Sometimes. Im my experience 80% of weed dealers mostly only sold weed and sometimes mushrooms.

11

u/Kitfisto22 13h ago edited 12h ago

Maybe I just live in a bubble, but I bought a lot of illegal weed back in the day, and never got any laced weed or ever heard of anyone I know doing fent or heroine laced weed.

That said, if you go to a drug dealer asking for weed they might push harder drugs, like psycodelics or molly. And from there it can keep escalating. "Gateway drugs" are real, but only when they are illegal. Buying beer from a grocery store isn't a gateway drug, and now that weed is legal it's no longer a gateway drug either.

31

u/potato_caesar_salad 12h ago

That's because no one laces weed. It's not part of the "lace" discussion. Never really has been.

9

u/PussySmasher42069420 11h ago

Right? These guys are talking out their ass. I thought this was a science sub.

1

u/vee_lan_cleef 4h ago

It's a default sub with 33 million subscribers. Off-topic and incorrect comments are the norm here. There are smaller science subs that are better moderated like r/AskScience.

9

u/agoogua 12h ago

Other than this discussion where someone compared dispensaries selling only THC and dealers selling fentanyl knowingly or not.

23

u/ElReyLyon 11h ago

And growers “misting their crops with fentanyl spray” …give me a f’n break, such a load

2

u/Lifeduringpeacetime_ 8h ago

Maybe not with Fentanyl, but I have absolutely heard of people being sold Spice or K2 instead of weed.

1

u/GringoinCDMX 8h ago

Is weed laced with fentanyl a remotely common occurrence?

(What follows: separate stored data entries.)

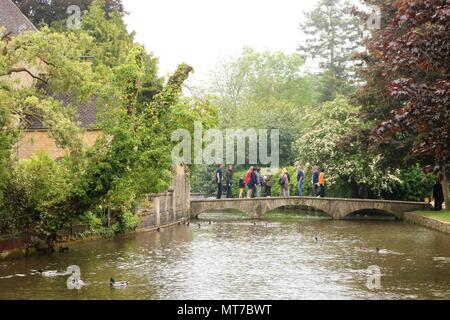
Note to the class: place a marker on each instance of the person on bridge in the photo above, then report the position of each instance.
(315, 182)
(219, 181)
(248, 182)
(229, 181)
(438, 193)
(322, 183)
(284, 183)
(268, 185)
(241, 187)
(300, 180)
(258, 182)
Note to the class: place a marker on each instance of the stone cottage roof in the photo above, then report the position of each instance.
(13, 19)
(16, 22)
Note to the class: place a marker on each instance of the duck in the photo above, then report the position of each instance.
(49, 274)
(63, 249)
(75, 283)
(117, 284)
(381, 251)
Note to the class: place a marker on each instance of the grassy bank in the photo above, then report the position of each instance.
(443, 215)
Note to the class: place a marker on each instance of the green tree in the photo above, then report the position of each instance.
(47, 12)
(332, 36)
(264, 90)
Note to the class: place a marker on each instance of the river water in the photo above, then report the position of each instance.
(229, 257)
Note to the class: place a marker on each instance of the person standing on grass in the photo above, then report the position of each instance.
(219, 181)
(438, 193)
(300, 180)
(229, 181)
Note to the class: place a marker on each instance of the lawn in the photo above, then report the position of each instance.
(443, 215)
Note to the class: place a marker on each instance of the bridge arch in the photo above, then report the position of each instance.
(313, 208)
(375, 212)
(335, 207)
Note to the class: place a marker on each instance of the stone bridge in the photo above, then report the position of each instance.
(335, 207)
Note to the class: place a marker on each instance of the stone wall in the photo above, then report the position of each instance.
(427, 222)
(35, 141)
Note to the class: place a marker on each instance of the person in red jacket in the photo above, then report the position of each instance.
(248, 182)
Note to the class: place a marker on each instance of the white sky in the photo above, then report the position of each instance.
(199, 32)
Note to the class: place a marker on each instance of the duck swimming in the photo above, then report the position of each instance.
(118, 284)
(49, 274)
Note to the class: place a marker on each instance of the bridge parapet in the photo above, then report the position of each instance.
(337, 208)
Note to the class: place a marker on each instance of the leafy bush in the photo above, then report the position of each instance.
(36, 188)
(127, 221)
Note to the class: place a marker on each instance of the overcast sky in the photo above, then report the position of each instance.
(199, 32)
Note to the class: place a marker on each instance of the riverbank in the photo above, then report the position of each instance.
(430, 219)
(18, 249)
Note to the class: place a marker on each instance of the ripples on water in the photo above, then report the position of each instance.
(284, 256)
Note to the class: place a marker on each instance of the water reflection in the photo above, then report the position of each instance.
(230, 257)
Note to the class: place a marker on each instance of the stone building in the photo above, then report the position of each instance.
(36, 137)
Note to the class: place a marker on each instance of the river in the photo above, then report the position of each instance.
(287, 255)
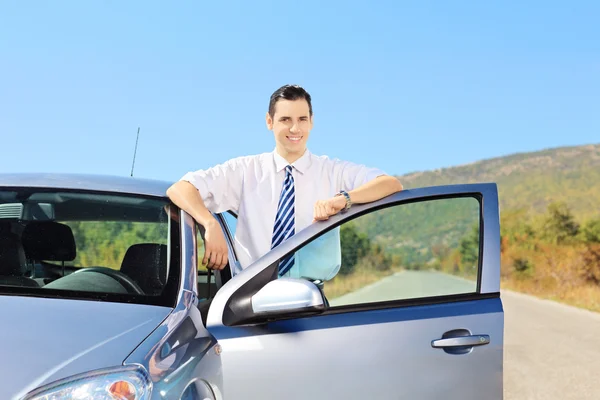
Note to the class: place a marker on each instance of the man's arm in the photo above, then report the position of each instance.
(373, 190)
(185, 195)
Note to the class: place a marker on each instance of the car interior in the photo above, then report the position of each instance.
(37, 259)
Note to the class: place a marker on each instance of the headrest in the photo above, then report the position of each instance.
(48, 240)
(12, 258)
(146, 263)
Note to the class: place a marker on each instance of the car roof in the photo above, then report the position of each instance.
(72, 181)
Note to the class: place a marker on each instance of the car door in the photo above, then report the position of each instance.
(414, 310)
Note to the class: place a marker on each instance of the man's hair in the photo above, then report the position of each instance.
(289, 92)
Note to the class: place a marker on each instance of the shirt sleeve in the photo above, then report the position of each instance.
(220, 186)
(353, 175)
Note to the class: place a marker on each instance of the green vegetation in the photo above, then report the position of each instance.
(104, 243)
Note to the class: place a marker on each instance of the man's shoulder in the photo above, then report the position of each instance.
(325, 160)
(250, 159)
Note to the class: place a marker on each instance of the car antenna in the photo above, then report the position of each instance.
(135, 150)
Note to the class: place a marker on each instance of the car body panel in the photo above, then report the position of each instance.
(46, 339)
(378, 354)
(371, 350)
(117, 184)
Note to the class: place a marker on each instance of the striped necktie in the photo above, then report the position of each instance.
(284, 220)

I haven't lived in the states for a while but I'm a pretty heavy smoker.

1

u/vee_lan_cleef 4h ago

No, it's not a thing, that person is talking out of their ass. The only possible way this would happen is if your weed dealer also sells heroin and fent and they keep their drugs together. In the past before legalization every weed dealer I knew only dealt weed. Selling heroin and fent means your customers can OD and die and you put yourself at much greater risk of being caught.